In Omaha, Nebraska, The Cottonwood Hotel Roars Back to Life
A renovation brings back the historic building’s Jazz Age charm with distinctly contemporary touches.
The Kimpton Cottonwood Hotel, in Omaha, Nebraska, has an almost cinematic quality. It greets visitors not with the large, open lobby we’ve come to expect in modern hospitality, but with a series of smaller rooms, each one leading into the next, like scenes in a film.
This, of course, is no accident. Midnight in Paris, a 2011 film by Woody Allen, was a main source of inspiration for the recent renovation of the Blackstone Hotel, as the property was known when it first opened in 1916. In the film, an aspiring novelist vacationing in Paris tours the city alone by day, but every night he’s mysteriously taken back in time to the 1920s, where he experiences the exuberance of the interwar years with iconic cultural figures like Ernest Hemingway and Pablo Picasso. Like the film’s protagonist, the design team charged with the renovation was enchanted by the past they discovered in more than 300 archival images of the space.

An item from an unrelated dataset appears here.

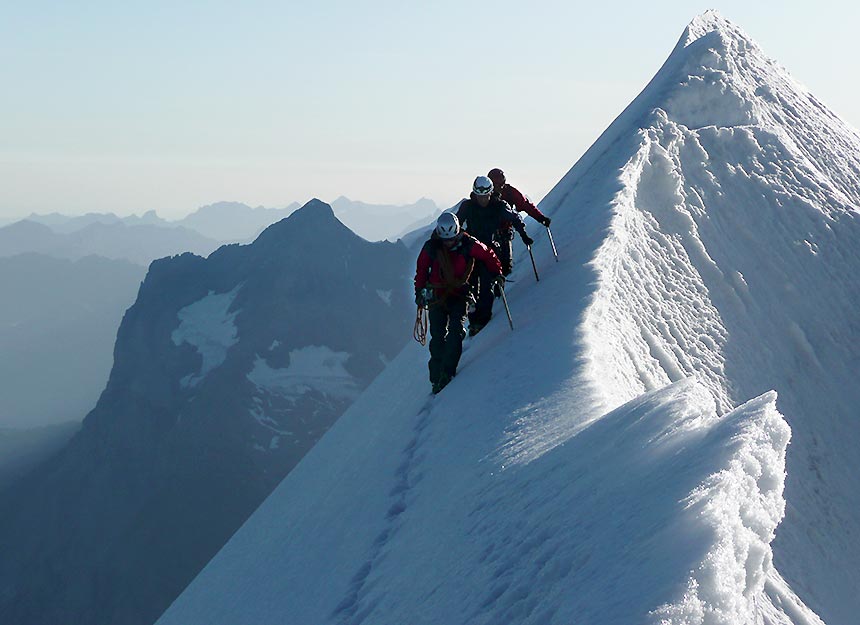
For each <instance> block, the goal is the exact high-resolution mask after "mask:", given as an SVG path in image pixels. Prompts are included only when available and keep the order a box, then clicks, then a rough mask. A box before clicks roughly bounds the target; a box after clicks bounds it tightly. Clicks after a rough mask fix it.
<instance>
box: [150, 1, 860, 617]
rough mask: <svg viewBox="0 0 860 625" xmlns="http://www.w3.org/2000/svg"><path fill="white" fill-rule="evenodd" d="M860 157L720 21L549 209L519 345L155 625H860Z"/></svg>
mask: <svg viewBox="0 0 860 625" xmlns="http://www.w3.org/2000/svg"><path fill="white" fill-rule="evenodd" d="M858 155H860V139H858V137H857V134H856V133H855V132H854V131H853V130H851V129H850V128H848V127H847V126H846V125H845V124H844V122H842V121H841V120H839V119H838V118H837V117H836V116H834V115H832V114H830V113H828V112H826V110H825V109H823V107H822V106H821V105H820V104H819V103H817V101H816V100H815V99H814V98H813V97H812V96H811V95H810V94H808V93H807V92H806V91H805V90H804V89H803V88H802V87H800V86H799V85H797V83H796V82H795V81H794V80H793V79H791V78H790V76H788V75H787V73H786V72H785V71H784V70H783V69H782V68H780V67H779V66H777V65H776V64H775V63H773V62H772V61H770V60H769V59H767V58H766V57H764V55H763V54H762V53H761V51H760V50H759V49H758V47H757V46H756V45H755V44H754V42H752V41H751V40H750V39H749V38H748V37H747V36H746V35H744V34H743V33H742V32H741V31H740V30H739V29H737V28H736V27H734V26H733V25H731V24H730V23H729V22H727V21H726V20H724V19H723V18H722V17H720V16H719V15H718V14H716V13H713V12H709V13H707V14H705V15H704V16H702V17H700V18H698V19H697V20H695V21H694V22H693V23H692V24H691V25H690V27H689V28H688V29H687V31H685V33H684V35H683V36H682V38H681V42H680V43H679V45H678V47H676V49H675V51H674V52H673V53H672V55H671V56H670V57H669V59H668V60H667V61H666V63H665V64H664V66H663V68H662V69H661V70H660V71H659V72H658V74H657V75H656V76H655V78H654V79H653V80H652V81H651V83H649V85H648V87H646V89H645V90H644V91H643V92H642V94H640V95H639V97H637V98H636V100H634V102H633V103H632V104H631V106H630V107H629V108H628V109H627V110H625V111H624V112H623V113H622V114H621V115H620V116H619V117H618V119H617V120H616V121H615V122H614V123H613V124H612V126H610V128H609V129H607V131H606V132H605V133H604V134H603V135H602V136H601V138H600V139H599V140H598V141H597V142H596V143H595V145H594V146H592V148H591V149H590V150H589V151H588V152H587V153H586V155H584V156H583V158H582V159H580V161H579V162H578V163H577V164H576V165H575V166H574V168H573V169H572V170H571V171H570V172H569V173H568V175H567V176H565V178H564V179H563V180H562V181H560V182H559V184H558V185H557V186H556V187H555V188H554V189H553V191H552V192H551V193H550V194H549V195H548V196H547V198H545V199H544V201H543V202H541V209H542V211H543V212H544V213H546V214H548V215H550V216H552V218H553V233H554V235H555V240H556V243H557V244H558V249H559V252H560V255H561V262H559V263H558V264H555V262H554V259H553V258H552V255H551V252H550V250H549V246H548V245H544V241H543V237H544V236H545V235H543V233H541V235H539V236H538V237H537V238H538V242H537V244H536V245H535V248H534V251H535V256H536V259H537V262H538V263H539V266H541V267H543V268H545V271H544V273H543V274H542V276H541V282H540V284H539V285H535V284H534V283H533V282H531V281H530V280H528V278H529V275H530V274H529V272H530V271H531V267H530V263H529V262H528V260H527V258H523V257H522V256H520V258H519V262H518V264H517V269H516V270H515V274H514V276H513V277H514V279H515V282H513V284H512V287H511V288H510V290H509V292H508V299H509V303H510V305H511V309H512V311H513V312H514V315H515V317H516V318H517V331H516V332H514V333H511V332H510V331H509V330H508V328H507V326H506V325H505V324H504V323H503V318H498V317H497V318H496V319H495V320H494V321H493V322H492V323H491V324H490V325H488V326H487V327H486V328H485V329H484V330H483V331H482V333H481V334H480V335H478V337H476V338H475V339H474V340H472V341H470V342H469V343H468V349H467V350H466V351H465V352H464V356H463V360H462V361H461V369H460V371H459V373H458V375H457V378H456V379H455V380H454V381H453V382H452V383H451V384H450V385H449V386H448V387H446V389H445V391H444V392H443V393H442V394H440V395H439V396H437V397H435V398H433V399H428V396H427V395H426V393H427V382H426V368H425V367H426V365H425V363H426V353H425V351H424V350H422V349H420V348H419V347H417V346H414V345H413V346H410V347H408V348H407V349H405V350H404V351H403V352H402V353H401V354H400V355H399V356H398V357H397V359H395V361H393V362H392V363H391V366H389V367H388V368H387V369H386V370H385V371H384V372H383V373H382V375H381V376H380V377H379V378H378V379H377V380H376V381H375V382H374V384H373V385H371V387H370V388H369V389H368V390H367V391H366V392H365V393H364V394H363V395H362V396H361V397H360V398H359V399H358V400H357V402H356V403H355V404H354V405H353V407H352V408H351V409H350V410H348V411H347V412H346V413H345V414H344V415H343V416H342V417H341V419H340V420H339V421H338V423H337V425H336V426H335V427H334V428H333V429H332V430H330V431H329V433H328V434H327V435H326V436H325V437H324V438H323V439H322V440H321V441H320V443H319V444H318V445H317V446H316V447H315V448H314V449H313V450H312V451H311V452H310V453H309V454H308V455H307V456H306V457H305V459H304V460H303V462H302V463H301V464H300V465H299V466H298V467H297V468H296V469H295V470H294V471H293V472H292V473H291V474H290V475H289V476H288V477H287V479H286V480H285V481H284V482H283V483H282V484H281V486H280V487H279V488H278V489H277V490H276V491H275V493H274V494H273V495H272V496H271V497H270V498H269V499H268V500H267V501H266V503H265V504H264V505H263V506H262V507H261V508H260V509H259V510H258V511H257V513H255V515H254V516H253V517H252V518H251V519H250V520H249V522H248V523H246V525H245V526H244V527H243V528H242V529H241V530H240V531H239V532H238V533H237V534H236V535H235V536H234V537H233V539H232V540H231V541H230V543H228V545H227V546H226V547H225V548H224V549H223V550H222V552H221V553H220V554H219V556H218V557H216V558H215V559H214V560H213V561H212V562H211V563H210V564H209V566H208V567H207V568H206V569H205V570H204V572H203V573H202V574H201V575H200V576H199V577H198V578H197V580H195V582H194V583H193V584H192V585H191V586H190V587H189V588H188V589H187V590H186V592H185V593H184V594H183V596H182V597H180V599H179V600H177V602H176V603H175V604H174V605H173V606H172V607H171V609H170V610H169V611H168V612H167V613H166V614H165V615H164V617H163V618H162V619H161V620H160V621H159V622H160V623H163V624H165V625H166V624H177V625H179V624H182V625H193V624H194V623H207V624H215V623H225V624H226V623H237V622H254V623H258V624H261V625H262V624H265V623H280V622H283V621H284V619H285V618H288V619H289V622H295V623H320V624H324V623H332V624H335V623H336V624H338V625H340V624H345V623H350V624H358V623H374V624H379V625H386V624H391V625H394V624H399V623H404V622H409V623H414V624H423V623H427V624H431V623H450V624H458V623H463V624H466V623H469V624H470V625H471V624H490V623H518V624H519V623H522V624H535V625H537V624H540V625H546V624H561V623H570V622H577V623H587V624H591V623H594V624H597V623H599V624H601V625H622V624H623V625H629V624H630V623H641V622H650V623H655V624H656V623H660V624H672V625H674V624H678V625H680V624H682V623H683V624H685V625H686V624H701V625H729V624H732V625H734V624H737V623H761V624H763V625H807V624H820V623H822V622H823V621H822V620H821V619H820V618H819V617H818V616H817V615H816V613H815V612H818V613H819V614H822V615H824V614H825V613H826V618H827V621H828V622H829V623H831V625H848V624H849V623H851V622H852V621H851V617H852V615H854V614H856V611H857V608H858V607H860V606H858V605H857V598H856V597H855V595H856V593H852V592H851V589H852V588H855V589H856V588H857V587H860V580H858V578H857V575H858V573H857V572H856V566H853V567H852V564H856V562H857V561H858V560H860V558H858V557H857V553H856V550H857V548H858V547H857V545H856V544H853V543H851V541H850V537H851V536H852V535H855V536H856V535H857V530H858V527H857V525H856V523H854V521H853V520H852V517H851V511H852V507H853V509H854V510H855V511H856V505H857V501H856V497H857V496H856V495H854V493H860V487H858V486H860V485H858V484H857V480H858V477H857V475H860V467H857V463H856V450H854V449H852V448H851V444H850V441H852V440H856V439H857V438H858V437H860V432H858V426H857V424H856V418H855V417H854V415H855V413H856V409H855V407H856V405H858V404H860V391H858V390H856V384H852V379H851V378H852V375H851V371H853V369H852V367H851V363H856V364H860V361H858V359H857V356H856V354H852V352H851V346H852V345H856V344H860V329H858V327H857V324H856V322H855V321H854V317H853V316H852V315H853V311H854V310H855V309H856V304H857V303H858V302H860V287H858V285H856V284H855V283H854V276H856V275H858V273H860V253H858V247H860V246H857V245H856V243H857V241H860V230H858V228H860V224H858V220H857V214H856V212H855V210H854V208H853V205H854V204H856V203H857V200H858V199H860V198H858V193H860V192H858V191H857V189H860V184H856V183H860V175H858V172H860V167H858V165H860V163H858ZM607 172H610V173H609V174H607ZM852 185H854V186H853V187H852ZM822 314H823V316H824V320H822V319H821V317H822ZM774 390H775V391H776V392H774ZM777 392H778V393H779V395H778V396H777ZM749 398H753V399H751V400H750V399H749ZM787 422H789V423H790V424H791V427H789V424H788V423H787ZM790 437H791V438H792V441H793V443H792V446H791V448H788V443H789V438H790ZM787 449H789V451H787ZM852 454H853V455H852ZM852 470H853V471H852ZM786 474H787V475H788V479H787V478H786ZM839 497H842V499H841V500H840V499H839ZM786 498H787V499H788V501H789V502H790V504H791V505H790V506H788V507H786ZM787 510H788V518H787V519H785V521H783V516H784V515H785V514H786V511H787ZM781 521H782V522H783V524H782V525H780V522H781ZM819 525H820V526H822V527H828V528H829V529H830V530H831V533H830V534H827V535H823V534H822V533H821V532H817V531H816V527H817V526H819ZM821 554H826V555H825V556H822V555H821ZM777 569H779V571H777ZM834 571H838V573H837V574H834V573H833V572H834ZM285 589H287V590H285ZM804 602H807V603H809V604H810V606H809V607H807V605H806V603H804ZM813 602H814V605H812V603H813ZM810 608H814V610H815V611H813V610H812V609H810ZM285 615H289V616H288V617H285Z"/></svg>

They painted such a vivid picture of not only the interiors, but also the life of the hotel,” says Staci Patton, who leads interior design for DLR Group’s hospitality studio, which led interior design and experience programming. On this project DLR Group partnered with Leo A Daly, which served as lead design and preservation architect, as well as lead MEP engineer
As it turns out, the hotel had quite the life. In addition to events and a lot of high-spirited socializing, the hotel regularly saw celebrities and politicians among its guests. Given its storied past, the renovation’s sharp focus on public spaces is not surprising. Patton describes guest rooms that are “edited and beautiful,” and baths luxuriously appointed, even though the originals were rather basic. Yet both in tone and concept, private spaces are light and airy, in contrast to moodier, more nostalgic social spaces like the Cottonwood Room, a speakeasy-style bar recreated in the basement, or the Orleans Room, a space dominated by ochre tones and dark woodwork and, incidentally, the alleged birthplace of the Reuben sandwich.
The design preserves some of what Patton calls the “dripping, frothy” qualities of the original hotel, even though many of them had to be recreated after a 1980s renovation destroyed much of the original character. Rich ornamentation is paired with modern furniture and contemporary local art, which both reflect the Kimpton brand of hospitality and, just as important, ground the renovation honestly in the present.
To provide space for additional guest and meeting rooms, Leo A Daly designed a new annex linked to the back of the historic tower through a connector solarium. According to the firm’s director of design, Ryan Martin, the new structure was modeled after some of the stately single-family homes of the surrounding neighborhood. The annex and solarium overlook the new pool deck, a luxurious cabana environment, and the front lawns that may be used to extend event spaces.
The elevated service opportunities made possible by the addition—and, indeed, by the entire renovation—are the product of looking for ways not to recreate the past, but rather to match its richness. Patton describes the approach as an attempt to “recreate a playground.”
“Let’s have five food and beverage outlets, a rooftop terrace, a pool club, the lawns…let’s bring it all back,” she says. The features and amenities are back, but cleverly modernized and reinterpreted. As Ryan puts it, there’s nothing kitschy, fake, or hyper-modern here—“We built on the story that was there, and we were able to infuse this extra chapter into it.”